The sniffing ability of the average canine is 1000 times more powerful than humans, and they can locate their owner in a sea of other people. Some smells we encounter can cause an emotional reaction by stirring up past memories. Many everyday odors are registered unconsciously in the mind and we barely notice them. Dog owners may scoff, but one study showed that the smell of your dog is imprinted in your mind and that you do have the ability to recognize your pet by scent alone!

Different odors surround us every day in the home and workplace, but most of them are so familiar we don’t even think about them. We are more likely to notice an unfamiliar scent that catches our attention. There have been a handful of studies done on humans to determine if we have the ability to recognize people close to us based on smell alone. It turns out that mothers can accurately recognize the smell of their babies. Both mothers and fathers can identify the scent of their children, and women can accurately categorize strangers into different age groups based only on the individual’s scent.

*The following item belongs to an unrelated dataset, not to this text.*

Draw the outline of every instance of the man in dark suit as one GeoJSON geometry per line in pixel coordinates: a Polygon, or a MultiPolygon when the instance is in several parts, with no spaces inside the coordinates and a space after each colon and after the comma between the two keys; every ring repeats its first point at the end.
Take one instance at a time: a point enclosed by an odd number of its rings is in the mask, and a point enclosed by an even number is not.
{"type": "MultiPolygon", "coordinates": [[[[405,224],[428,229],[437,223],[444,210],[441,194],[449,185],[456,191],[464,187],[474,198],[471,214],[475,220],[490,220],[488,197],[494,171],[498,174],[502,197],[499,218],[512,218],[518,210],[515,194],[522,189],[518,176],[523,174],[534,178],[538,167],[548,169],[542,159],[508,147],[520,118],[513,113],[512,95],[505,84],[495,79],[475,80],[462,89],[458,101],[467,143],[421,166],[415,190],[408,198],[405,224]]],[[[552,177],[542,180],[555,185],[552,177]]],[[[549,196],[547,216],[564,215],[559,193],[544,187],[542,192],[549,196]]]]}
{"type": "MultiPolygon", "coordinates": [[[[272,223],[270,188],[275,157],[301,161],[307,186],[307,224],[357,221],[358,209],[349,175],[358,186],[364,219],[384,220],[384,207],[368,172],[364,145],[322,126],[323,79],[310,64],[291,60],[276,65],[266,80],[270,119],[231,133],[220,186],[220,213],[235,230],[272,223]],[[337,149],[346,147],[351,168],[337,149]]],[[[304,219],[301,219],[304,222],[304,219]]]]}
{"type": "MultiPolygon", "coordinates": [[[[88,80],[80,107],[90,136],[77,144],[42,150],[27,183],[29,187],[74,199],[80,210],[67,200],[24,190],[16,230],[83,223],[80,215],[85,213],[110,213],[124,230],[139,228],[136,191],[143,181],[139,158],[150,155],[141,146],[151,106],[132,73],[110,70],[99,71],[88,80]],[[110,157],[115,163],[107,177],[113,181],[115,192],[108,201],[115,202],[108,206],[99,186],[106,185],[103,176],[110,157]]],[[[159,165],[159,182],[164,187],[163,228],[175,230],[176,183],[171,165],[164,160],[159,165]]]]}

In a study done by psychologists at Queens University in Ireland, 26 dog owners were recruited to participate in research to see if they would be able to identify their own dogs by scent alone. Each owner was given a flannel blanket and instructed to remove all other bedding in their dog’s bed and use only the flannel blanket for three consecutive nights. Owners were also instructed to have their dog sleep in a different room from theirs.